| I am a mechanical engineer, I have a multi decade career doing exactly these kinds of thermal analysis. This video is basically saying that cooking data centers in space is possible. It is. The question is if it's better, in any way, to putting them on earth. It isn't. The common misconception I see is that people think that space is cold like Antarctica is cold. It isn't. Antarctica is cold because there is lots of matter, very cold. Space is cold because there is no matter. No matter to put the heat into and take it away. It's the same reason that a hard boiled egg takes minutes to cook in water, but 30 to cook in the oven. Now put it in a vacuum insulated thermos and see how long it takes to cook. Radiation is the weakest of the three heat transfer modes. So much so that in engineering school we often cross it off as negligible compared to the other two (convection and conduction). Do the heat transfer math yourself, let us know what you find.

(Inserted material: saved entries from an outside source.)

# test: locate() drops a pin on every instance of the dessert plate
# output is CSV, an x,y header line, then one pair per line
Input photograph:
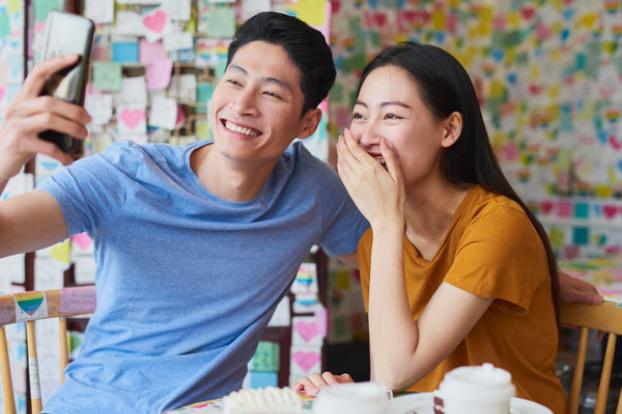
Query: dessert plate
x,y
423,404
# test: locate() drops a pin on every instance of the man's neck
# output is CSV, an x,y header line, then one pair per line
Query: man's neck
x,y
226,180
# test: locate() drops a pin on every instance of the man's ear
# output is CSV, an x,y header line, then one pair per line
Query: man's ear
x,y
309,123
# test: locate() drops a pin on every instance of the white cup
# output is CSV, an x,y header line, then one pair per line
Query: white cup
x,y
475,390
353,398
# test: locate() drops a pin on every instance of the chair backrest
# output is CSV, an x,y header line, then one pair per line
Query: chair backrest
x,y
606,318
28,307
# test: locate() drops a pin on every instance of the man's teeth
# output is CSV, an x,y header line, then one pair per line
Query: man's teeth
x,y
236,128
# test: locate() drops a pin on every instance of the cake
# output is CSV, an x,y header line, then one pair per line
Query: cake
x,y
263,401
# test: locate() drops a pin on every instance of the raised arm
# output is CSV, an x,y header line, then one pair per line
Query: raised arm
x,y
34,220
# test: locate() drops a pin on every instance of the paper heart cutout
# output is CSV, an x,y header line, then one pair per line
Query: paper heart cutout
x,y
307,330
132,117
306,360
155,21
82,240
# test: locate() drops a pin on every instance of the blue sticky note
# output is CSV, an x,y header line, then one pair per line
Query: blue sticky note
x,y
581,210
125,52
581,236
263,379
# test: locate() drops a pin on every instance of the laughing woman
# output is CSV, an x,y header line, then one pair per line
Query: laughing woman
x,y
455,269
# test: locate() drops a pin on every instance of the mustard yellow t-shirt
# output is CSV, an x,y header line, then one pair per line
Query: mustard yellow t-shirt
x,y
493,251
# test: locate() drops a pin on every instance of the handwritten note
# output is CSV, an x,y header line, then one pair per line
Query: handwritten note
x,y
107,76
78,299
159,74
163,112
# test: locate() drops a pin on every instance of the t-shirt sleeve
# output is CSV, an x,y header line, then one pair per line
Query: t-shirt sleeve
x,y
500,257
89,191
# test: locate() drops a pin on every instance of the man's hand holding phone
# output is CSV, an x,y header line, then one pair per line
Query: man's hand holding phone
x,y
30,114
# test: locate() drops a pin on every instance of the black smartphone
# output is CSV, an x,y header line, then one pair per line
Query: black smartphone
x,y
67,34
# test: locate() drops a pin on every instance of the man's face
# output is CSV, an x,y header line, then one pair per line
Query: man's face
x,y
256,106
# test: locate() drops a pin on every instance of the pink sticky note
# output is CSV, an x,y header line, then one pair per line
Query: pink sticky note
x,y
151,51
159,74
78,299
564,209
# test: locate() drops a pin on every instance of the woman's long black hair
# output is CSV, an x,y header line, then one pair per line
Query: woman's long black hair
x,y
445,87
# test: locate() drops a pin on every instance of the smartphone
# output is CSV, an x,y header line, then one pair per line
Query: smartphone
x,y
67,34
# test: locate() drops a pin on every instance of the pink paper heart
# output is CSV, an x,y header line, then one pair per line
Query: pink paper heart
x,y
132,117
306,360
82,240
155,21
307,330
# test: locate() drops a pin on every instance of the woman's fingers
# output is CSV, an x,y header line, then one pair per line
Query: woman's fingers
x,y
36,79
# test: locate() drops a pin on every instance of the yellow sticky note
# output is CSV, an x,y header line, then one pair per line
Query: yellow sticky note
x,y
312,12
61,252
13,6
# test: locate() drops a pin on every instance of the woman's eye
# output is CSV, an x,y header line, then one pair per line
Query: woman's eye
x,y
272,94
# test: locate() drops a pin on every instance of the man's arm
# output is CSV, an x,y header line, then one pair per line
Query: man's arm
x,y
29,222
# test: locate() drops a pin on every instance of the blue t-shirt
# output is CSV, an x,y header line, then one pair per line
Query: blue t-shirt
x,y
186,281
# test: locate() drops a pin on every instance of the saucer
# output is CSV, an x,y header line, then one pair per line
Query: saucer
x,y
423,404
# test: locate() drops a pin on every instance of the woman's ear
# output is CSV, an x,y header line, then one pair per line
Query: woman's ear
x,y
452,129
309,123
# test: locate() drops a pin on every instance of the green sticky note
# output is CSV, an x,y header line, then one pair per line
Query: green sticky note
x,y
204,92
107,76
4,25
581,236
266,357
220,22
44,7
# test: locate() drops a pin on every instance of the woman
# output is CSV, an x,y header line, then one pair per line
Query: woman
x,y
455,269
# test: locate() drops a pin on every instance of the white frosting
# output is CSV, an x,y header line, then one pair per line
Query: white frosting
x,y
263,401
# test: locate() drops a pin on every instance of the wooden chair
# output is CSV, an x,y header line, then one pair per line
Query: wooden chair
x,y
607,318
28,307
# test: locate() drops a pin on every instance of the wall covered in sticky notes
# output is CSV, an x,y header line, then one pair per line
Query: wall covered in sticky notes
x,y
549,78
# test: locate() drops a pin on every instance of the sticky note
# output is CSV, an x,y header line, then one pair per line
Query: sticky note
x,y
107,76
312,12
220,22
125,52
159,74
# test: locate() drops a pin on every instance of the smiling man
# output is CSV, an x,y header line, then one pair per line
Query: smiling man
x,y
195,246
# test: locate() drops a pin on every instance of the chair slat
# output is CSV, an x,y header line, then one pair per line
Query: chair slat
x,y
605,377
577,378
7,383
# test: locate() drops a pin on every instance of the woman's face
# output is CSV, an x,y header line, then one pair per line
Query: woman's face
x,y
388,106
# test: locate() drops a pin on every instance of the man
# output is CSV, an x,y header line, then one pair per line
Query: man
x,y
195,245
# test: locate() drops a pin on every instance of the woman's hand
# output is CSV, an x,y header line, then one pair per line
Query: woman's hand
x,y
29,114
378,193
312,385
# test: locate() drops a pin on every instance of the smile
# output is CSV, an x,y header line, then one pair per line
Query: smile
x,y
249,132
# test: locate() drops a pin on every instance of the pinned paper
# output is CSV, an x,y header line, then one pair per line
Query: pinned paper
x,y
78,299
30,305
129,23
125,51
178,40
131,119
151,52
100,11
177,9
156,24
159,74
184,88
107,76
99,106
163,112
134,90
220,22
252,7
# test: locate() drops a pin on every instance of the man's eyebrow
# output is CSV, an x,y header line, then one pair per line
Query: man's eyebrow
x,y
269,79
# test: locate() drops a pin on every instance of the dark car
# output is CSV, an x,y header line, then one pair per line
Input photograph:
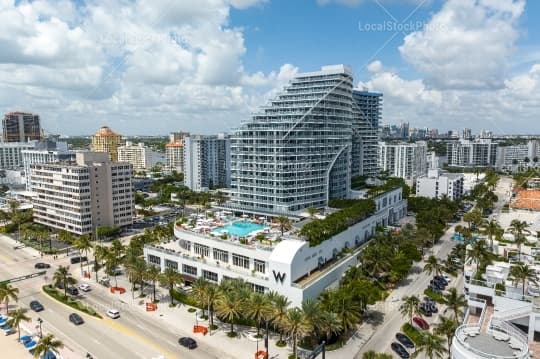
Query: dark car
x,y
42,265
187,342
36,306
400,350
72,291
76,319
405,340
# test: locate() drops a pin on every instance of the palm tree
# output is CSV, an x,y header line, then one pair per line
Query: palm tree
x,y
46,344
295,326
7,293
284,224
490,229
152,274
431,345
312,211
454,302
230,307
410,307
479,253
447,328
258,308
279,304
518,229
64,277
433,266
83,245
522,273
16,318
169,278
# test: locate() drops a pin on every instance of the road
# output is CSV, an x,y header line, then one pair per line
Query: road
x,y
414,284
134,335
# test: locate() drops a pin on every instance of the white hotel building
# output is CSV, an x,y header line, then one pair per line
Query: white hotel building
x,y
289,266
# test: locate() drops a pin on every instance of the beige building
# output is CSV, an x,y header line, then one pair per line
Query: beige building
x,y
79,197
138,155
105,140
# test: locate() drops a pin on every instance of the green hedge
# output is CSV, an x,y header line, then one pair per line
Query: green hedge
x,y
75,304
319,230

One of the comments on the YouTube video you linked says it best. " The only reason to do this is if you have a company who's business is to get things into space". |
Instead of just stating “it won’t work” why don’t you actually do the calculation yourself and show why it won’t work?
Yes they have an incentive to put things in space, but it actually is a decent idea if they can execute on it the same way they did with Starlink. There’s huge demand for compute, many data center projects on earth are being scuttled because of NIMBYs and lack of power, there are no NIMBYs in space and a sun synchronous orbit means you can power them without batteries.